A new report has suggested that in order to combat climate change, the number of sheep and cattle in the UK should be reduced by between a fifth and a half.
According to the government’s advisory Committee on Climate Change (CCC), the number of farmed sheep and cattle in the UK must be reduced dramatically in order to fight climate change as beef and lamb are the biggest contributors of farm greenhouse gases.
The CCC claims a 20-50% reduction in beef and lamb pasture could potentially free up 3-7m hectares of grassland from the current 12m hectares in the UK, which could instead be used to grow forests and biofuels that would help to soak up the excess CO2 produced by farmed animals.

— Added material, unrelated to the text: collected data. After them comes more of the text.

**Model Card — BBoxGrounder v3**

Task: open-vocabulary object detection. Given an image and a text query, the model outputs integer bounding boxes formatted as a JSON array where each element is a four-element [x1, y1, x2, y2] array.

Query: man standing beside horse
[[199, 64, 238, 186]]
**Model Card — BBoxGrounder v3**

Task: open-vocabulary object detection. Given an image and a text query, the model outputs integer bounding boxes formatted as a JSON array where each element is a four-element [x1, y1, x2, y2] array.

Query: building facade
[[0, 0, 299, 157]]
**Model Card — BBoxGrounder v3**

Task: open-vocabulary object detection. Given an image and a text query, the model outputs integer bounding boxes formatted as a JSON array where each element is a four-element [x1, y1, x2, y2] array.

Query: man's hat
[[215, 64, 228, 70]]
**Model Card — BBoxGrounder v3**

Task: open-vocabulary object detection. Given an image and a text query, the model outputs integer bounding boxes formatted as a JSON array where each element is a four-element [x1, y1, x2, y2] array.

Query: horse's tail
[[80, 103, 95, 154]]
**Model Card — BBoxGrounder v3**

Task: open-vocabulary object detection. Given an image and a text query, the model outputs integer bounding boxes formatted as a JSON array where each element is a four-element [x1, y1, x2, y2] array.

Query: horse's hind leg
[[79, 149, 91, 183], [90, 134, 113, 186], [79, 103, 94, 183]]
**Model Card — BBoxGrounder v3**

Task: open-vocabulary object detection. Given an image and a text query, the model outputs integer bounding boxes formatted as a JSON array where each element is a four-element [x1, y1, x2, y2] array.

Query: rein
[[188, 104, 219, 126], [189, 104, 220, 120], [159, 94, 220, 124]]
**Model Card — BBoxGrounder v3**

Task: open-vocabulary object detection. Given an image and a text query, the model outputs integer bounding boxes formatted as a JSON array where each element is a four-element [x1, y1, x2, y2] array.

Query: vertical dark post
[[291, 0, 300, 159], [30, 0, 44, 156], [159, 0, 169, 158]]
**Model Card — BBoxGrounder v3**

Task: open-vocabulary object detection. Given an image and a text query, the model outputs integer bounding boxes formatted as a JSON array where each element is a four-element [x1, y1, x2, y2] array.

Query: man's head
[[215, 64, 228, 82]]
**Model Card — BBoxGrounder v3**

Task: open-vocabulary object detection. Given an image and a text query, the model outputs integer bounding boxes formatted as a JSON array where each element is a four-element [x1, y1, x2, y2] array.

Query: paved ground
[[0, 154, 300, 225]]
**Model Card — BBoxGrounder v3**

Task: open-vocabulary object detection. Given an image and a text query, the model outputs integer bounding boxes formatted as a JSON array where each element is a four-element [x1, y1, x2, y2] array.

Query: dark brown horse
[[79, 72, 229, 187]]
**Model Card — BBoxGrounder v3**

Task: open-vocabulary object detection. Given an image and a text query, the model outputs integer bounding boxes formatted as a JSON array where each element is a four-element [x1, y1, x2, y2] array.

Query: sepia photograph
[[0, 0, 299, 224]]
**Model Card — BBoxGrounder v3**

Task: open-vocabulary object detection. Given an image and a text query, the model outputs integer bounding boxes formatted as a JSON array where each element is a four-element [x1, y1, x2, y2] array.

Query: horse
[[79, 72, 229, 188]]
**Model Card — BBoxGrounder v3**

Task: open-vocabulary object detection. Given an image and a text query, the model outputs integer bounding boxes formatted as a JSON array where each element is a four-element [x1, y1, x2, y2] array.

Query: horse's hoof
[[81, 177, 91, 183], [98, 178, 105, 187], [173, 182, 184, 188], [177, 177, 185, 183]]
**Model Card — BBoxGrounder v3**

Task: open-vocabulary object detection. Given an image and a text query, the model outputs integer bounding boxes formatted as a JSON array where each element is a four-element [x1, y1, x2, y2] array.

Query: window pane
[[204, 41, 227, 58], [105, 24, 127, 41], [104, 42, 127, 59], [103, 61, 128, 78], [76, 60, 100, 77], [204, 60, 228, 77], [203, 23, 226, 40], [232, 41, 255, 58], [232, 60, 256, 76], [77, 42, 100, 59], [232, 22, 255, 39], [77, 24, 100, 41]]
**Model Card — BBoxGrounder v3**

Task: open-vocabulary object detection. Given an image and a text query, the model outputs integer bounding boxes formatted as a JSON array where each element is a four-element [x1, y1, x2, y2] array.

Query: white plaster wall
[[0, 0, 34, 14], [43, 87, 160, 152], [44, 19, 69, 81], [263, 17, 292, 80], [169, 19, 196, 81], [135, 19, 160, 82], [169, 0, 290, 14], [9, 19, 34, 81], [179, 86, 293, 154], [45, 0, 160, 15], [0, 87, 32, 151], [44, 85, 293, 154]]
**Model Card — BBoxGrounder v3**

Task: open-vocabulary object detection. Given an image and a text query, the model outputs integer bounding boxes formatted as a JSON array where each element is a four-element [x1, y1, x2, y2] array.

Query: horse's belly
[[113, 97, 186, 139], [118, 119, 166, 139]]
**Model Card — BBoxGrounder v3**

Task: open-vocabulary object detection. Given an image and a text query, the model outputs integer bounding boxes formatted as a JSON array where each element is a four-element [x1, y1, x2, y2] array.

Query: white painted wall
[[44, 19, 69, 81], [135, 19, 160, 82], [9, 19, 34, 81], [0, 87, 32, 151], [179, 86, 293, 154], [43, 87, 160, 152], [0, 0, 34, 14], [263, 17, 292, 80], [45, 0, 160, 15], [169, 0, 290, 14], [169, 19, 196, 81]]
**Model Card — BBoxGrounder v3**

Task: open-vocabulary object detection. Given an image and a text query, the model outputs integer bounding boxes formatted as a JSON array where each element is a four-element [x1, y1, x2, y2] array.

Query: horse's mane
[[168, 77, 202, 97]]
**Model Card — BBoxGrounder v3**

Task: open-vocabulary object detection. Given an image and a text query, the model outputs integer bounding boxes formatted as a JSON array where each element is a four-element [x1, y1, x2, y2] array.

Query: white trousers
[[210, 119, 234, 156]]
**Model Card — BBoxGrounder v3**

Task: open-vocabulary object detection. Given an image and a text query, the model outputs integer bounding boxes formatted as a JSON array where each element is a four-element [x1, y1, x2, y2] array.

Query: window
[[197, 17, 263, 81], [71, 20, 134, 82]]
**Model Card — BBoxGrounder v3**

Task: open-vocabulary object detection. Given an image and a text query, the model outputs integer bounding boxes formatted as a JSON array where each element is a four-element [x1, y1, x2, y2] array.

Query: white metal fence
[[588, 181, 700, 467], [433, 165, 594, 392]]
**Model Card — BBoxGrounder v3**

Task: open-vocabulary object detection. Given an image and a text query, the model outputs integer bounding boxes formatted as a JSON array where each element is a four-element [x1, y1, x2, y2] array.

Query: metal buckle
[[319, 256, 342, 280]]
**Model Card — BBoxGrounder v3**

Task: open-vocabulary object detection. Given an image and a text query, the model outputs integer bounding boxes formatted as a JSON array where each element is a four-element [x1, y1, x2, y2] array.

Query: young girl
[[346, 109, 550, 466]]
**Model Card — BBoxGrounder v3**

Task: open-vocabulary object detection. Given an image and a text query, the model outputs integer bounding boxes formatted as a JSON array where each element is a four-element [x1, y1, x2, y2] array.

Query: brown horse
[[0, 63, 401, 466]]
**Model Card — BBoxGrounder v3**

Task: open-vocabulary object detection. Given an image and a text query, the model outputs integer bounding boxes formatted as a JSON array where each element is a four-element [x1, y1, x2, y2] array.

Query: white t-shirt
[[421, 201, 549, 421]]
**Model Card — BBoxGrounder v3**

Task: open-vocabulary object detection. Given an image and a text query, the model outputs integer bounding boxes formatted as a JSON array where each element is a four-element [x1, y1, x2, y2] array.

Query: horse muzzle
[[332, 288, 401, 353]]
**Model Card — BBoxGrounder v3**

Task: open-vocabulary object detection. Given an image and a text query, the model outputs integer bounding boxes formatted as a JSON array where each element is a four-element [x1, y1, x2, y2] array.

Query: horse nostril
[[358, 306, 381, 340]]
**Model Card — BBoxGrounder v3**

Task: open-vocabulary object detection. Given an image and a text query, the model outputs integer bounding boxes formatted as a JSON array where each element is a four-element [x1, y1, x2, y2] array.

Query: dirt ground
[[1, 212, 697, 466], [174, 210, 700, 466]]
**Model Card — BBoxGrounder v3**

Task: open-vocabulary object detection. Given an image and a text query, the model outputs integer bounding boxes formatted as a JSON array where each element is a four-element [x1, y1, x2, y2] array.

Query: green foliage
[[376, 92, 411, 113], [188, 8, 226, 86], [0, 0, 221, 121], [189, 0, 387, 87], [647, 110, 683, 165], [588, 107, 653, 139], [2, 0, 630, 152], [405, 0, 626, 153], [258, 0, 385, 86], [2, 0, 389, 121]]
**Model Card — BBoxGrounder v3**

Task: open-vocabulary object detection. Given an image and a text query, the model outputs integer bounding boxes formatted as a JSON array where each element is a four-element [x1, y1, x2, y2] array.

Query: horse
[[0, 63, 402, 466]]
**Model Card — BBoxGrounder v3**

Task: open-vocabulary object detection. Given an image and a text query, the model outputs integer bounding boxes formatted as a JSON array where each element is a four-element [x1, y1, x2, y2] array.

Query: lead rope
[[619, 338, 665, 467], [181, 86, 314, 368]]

The farm union NFU said it would support this move as it is advocating for more diverse land use.
However, whilst the NFU is keen to promote more diverse land use, they are not as supportive of the NHS Eatwell guidelines on healthy eating which proposes that consumers reduce their consumption of beef by 89%, 63% for lamb and 20% for dairy products.
According to BBC News, the CCC have deliberately taken a more conservative position than the NHS with their suggestion to reduce the number of sheep and cattle in the UK in order to minimise confrontation with the farmers’ union (NFU).
Speaking to BBC News, the chief executive of the Committee on Climate Change (CCC), Chris Stark stated: “Climate change is going to change the way the UK looks – and we also have to alter the way we use land so we don’t make climate change worse.
“Brexit offers the government the opportunity to introduce fundamentally new policies that will reward farmers for producing less greenhouse gases and for capturing carbon emissions.”
However, environmentalists believe the recommendations from the CCC do not go far enough to address the serious problems facing the UK.
Speaking to BBC News, environmental campaigner George Monbiot said: “This is a timid and inadequate report. Roughly four million hectares of uplands is used for sheep, yet sheep account for just 1.2% of our diet.
“Allowing trees to return to a significant portion on this land has a far greater potential for carbon reduction than the puny measures proposed in this report.”